RPP Colloquium 2017–18

This monthly public series, convened by Dean David N. Hempton of HDS, brings together a cross-disciplinary RPP Working Group of faculty, experts, graduate students, and alumni from across Harvard University and the local area to explore topics and cases in religions and the practice of peace. A diverse array of scholars, leaders, and religious peacebuilders are invited to present and engage with the RPP Working Group and general audience. A light dinner is served and a brief reception follows the program.
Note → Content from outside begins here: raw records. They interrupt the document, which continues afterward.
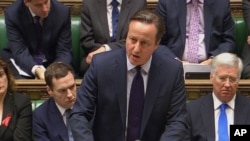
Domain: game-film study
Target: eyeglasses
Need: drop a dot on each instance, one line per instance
(224, 79)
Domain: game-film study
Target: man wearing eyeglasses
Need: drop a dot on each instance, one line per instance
(210, 117)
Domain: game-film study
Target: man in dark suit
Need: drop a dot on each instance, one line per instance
(204, 113)
(104, 103)
(50, 119)
(246, 50)
(215, 28)
(39, 34)
(97, 30)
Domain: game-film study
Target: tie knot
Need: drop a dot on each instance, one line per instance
(195, 2)
(138, 69)
(114, 3)
(223, 107)
(67, 112)
(37, 18)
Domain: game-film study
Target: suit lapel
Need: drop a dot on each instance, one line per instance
(57, 121)
(207, 113)
(208, 20)
(241, 111)
(102, 19)
(120, 74)
(151, 92)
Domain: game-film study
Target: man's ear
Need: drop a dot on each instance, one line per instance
(49, 90)
(26, 2)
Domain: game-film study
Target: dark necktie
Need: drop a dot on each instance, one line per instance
(222, 124)
(115, 17)
(38, 56)
(193, 37)
(136, 103)
(68, 111)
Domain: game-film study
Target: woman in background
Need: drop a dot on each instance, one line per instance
(15, 109)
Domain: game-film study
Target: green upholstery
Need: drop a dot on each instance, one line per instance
(240, 35)
(75, 30)
(3, 37)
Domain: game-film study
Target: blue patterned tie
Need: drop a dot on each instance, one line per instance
(136, 103)
(68, 111)
(223, 126)
(115, 17)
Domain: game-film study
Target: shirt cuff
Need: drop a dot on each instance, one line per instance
(35, 67)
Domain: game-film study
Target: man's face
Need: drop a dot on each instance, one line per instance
(225, 82)
(63, 91)
(141, 42)
(39, 7)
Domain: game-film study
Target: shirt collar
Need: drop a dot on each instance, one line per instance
(217, 102)
(200, 1)
(145, 67)
(61, 109)
(32, 13)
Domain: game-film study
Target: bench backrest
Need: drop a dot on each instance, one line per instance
(240, 36)
(75, 31)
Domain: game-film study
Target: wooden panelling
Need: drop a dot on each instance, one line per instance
(75, 6)
(195, 88)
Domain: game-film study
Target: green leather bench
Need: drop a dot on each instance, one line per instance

Below are videos of the RPP Colloquium Series from 2017-18, which was themed "Envisioning Sustainable Peace: Leadership, Collaboration, and Creativity for a More Humane and Harmonious World."

The RPP Colloquium was organized in 2017-18 with generous support from The Reverend Karen Vickers Budney, MDiv '91 and Mr. Albert J. Budney, Jr., MBA '74, as well as the Once Here Foundation. 

Join us for upcoming public sessions of the RPP Colloquium. Visit our Upcoming Events page for details and to RSVP.

Moderator Federica D'Alessandra listens to Ben Ferencz, former Nüremberg Trial prosecutorRPP Colloquium: The Role of Ethics, Law, and Policy in Promoting a New International Security Paradigm, a conversation with Ben Ferencz, International Peace Advocate and Former Nüremberg Prosecutor
May 3, 2018

The promotion of more just and peaceful societies is a fundamental goal of the United Nations (UN). In response to the spike in violent conflict worldwide and unparalleled levels of forced displacement, the UN broke new ground in 2016 with two “peacebuilding resolutions,” which set forth a new UN approach to “sustaining peace” that addresses “all stages of conflict” and “all its dimensions.” During this session, we explored what law, policy, and ethics can teach us about “sustaining peace” and how the UN can be assisted in forging a more coherent vision of this new paradigm.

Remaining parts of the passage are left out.